25 settembre 2013

MILANO E IL VOLTO TRISTE DELLA MODA


Dopo l’incidente estivo, l’ultimo di una lunga serie, tra il mondo della moda e il Comune – Dolce Gabbana non avevano apprezzato il sarcasmo di un assessore sulla loro posizione fiscale – sembra che settembre abbia portato la pace, anzi una totale concordia: il sindaco non si perde una sfilata e invita gli stilisti a una serata in loro onore alla Scala. Altro stile rispetto ad Albertini che si era fatto vedere con le mutande di cachemire in compagnia di Valentino.

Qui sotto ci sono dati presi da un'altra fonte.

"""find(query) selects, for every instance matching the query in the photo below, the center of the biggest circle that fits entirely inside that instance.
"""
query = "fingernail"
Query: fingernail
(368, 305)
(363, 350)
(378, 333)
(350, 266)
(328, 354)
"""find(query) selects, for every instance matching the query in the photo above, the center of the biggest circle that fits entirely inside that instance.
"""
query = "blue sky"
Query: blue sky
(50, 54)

01editorialeFBIl clima è cambiato e Milano sembra in festa. Eppure c’è anche il volto triste della moda. A incarnarlo, involontariamente, sono modelli e modelle: non si scappa, vi vengono incontro dalle pagine di pubblicità, che in questi giorni invadono i magazines, col volto cupo, lo sguardo duro, le pose e gli atteggiamenti più improbabili ma mai un sorriso, mai un ammiccamento. Mi hanno spiegato che il tutto in fondo dovrebbe essere un richiamo erotico, un messaggio subliminale destinato agli istinti sessuali. Non lo capisco, perché pensavo che soprattutto i giovani, cui principalmente è destinata questa pubblicità, si fossero ormai liberati di tutti i pregiudizi sul sesso, soprattutto dai complessi di colpa che lo rendevano un fatto celato dietro l’ombra del peccato. Evidentemente la strada verso la libertà sessuale è ancora lunga, almeno per il mondo della moda che comunque col sesso continuamente ci gioca fra trasparenze e spacchi vertiginosi. Forse siamo rimasti al fascino del frutto proibito.

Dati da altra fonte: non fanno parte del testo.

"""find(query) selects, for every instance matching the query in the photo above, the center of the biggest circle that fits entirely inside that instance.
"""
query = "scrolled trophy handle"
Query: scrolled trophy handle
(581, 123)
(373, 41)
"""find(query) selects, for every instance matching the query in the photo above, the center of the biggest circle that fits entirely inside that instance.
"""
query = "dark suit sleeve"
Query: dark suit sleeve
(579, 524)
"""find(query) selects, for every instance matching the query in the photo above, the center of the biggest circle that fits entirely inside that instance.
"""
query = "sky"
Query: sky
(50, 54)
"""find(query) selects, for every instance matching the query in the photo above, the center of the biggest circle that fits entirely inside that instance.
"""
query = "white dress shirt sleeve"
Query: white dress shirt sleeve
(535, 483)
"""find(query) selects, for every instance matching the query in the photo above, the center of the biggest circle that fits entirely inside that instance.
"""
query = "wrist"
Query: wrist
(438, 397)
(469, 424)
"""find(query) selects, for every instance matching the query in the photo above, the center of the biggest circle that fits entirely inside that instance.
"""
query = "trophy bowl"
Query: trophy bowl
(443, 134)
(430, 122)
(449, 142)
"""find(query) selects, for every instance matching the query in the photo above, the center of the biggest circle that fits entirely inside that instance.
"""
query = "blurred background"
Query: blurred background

Ma non facciamo i “choosy”, come direbbe la ex ministro Fornero, non bisogna essere schizzinosi di fronte a quello che la moda vuol dire per Milano, come bene ci ha spiegato Valentina Magri nel numero scorso di ArcipelagoMilano: “Il settore ha creato un indotto da 28 milioni di euro per la Lombardia, di cui più di metà – per la precisione: 17 milioni – a beneficio del suo capoluogo.”. Di fronte a queste cifre si ferma la mia ignoranza in economia ma, come per le ricadute di Expo, ho il sospetto che i calcoli siano fatti pensando alla teoria dei sei gradi di separazione – quella dell’ungherese
Frigyes Karinthy
– per cui dopo sei passaggi siamo tutti indotto di qualcosa. Ma veniamo alla tristezza.

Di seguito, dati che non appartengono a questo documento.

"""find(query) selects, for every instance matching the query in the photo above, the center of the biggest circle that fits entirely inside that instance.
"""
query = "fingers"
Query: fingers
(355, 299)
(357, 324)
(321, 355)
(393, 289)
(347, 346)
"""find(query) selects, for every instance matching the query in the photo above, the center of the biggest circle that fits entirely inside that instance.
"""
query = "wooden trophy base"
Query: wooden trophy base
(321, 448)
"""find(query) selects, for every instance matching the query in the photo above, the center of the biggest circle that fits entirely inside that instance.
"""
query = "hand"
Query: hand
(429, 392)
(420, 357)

Le facce dei modelli e delle modelle ci inquietano perché involontariamente ne ricordano altre: quelle, ad esempio, dei 16.000 partecipanti che concorrono a 400 posti d’impiegato pubblico. Non sono con i vestiti griffati, non sono tutti belli ma sono l’umanità dolente di oggi. E allora la tentazione di voltare pagina ci assale e lo spettacolo è stridente come quando sui famosi magazine di queste settimane dopo decine di pagine di moda trionfante nei volti tristi arriviamo alle pagine inesorabili: quelle delle sciagure quotidiane, degli eccidi, dei suicidi disperati, delle violenze sulle donne, del razzismo e mi fermo qui.

Mi fermo qui ma ho anche sotto gli occhi il titolo dell’articolo di Carlo Verdelli sulla Repubblica del 23 scorso: “Smiracolo a Milano. Una capitale in svendita”. Articolo amaro com’è amaro sulla stessa pagina il commento di una vera milanese, Rosellina Archinto: “Più che energia vedo frenesia, ora su tutto domina il dio denaro”. Allora vale la pena di domandarsi: stiamo realmente facendo tutto il possibile perché il giorno che si apre dopo quello della moda non sia come il volto triste dei suoi modelli? Le istituzioni milanesi sono all’altezza? Si vogliono utilizzare vere competenze e non compiacenti pareri? Il nodo della burocrazia lo si vuole sciogliere? Siamo arrivati alla fine dell’ossequio ai diritti acquisiti? Dopo la vecchia classe imprenditoriale che vende e pensa sopratutto alla finanza ce ne sarà una nuova che crea? E della classe politica che impedisce il suo rinnovamento cosa ne pensiamo?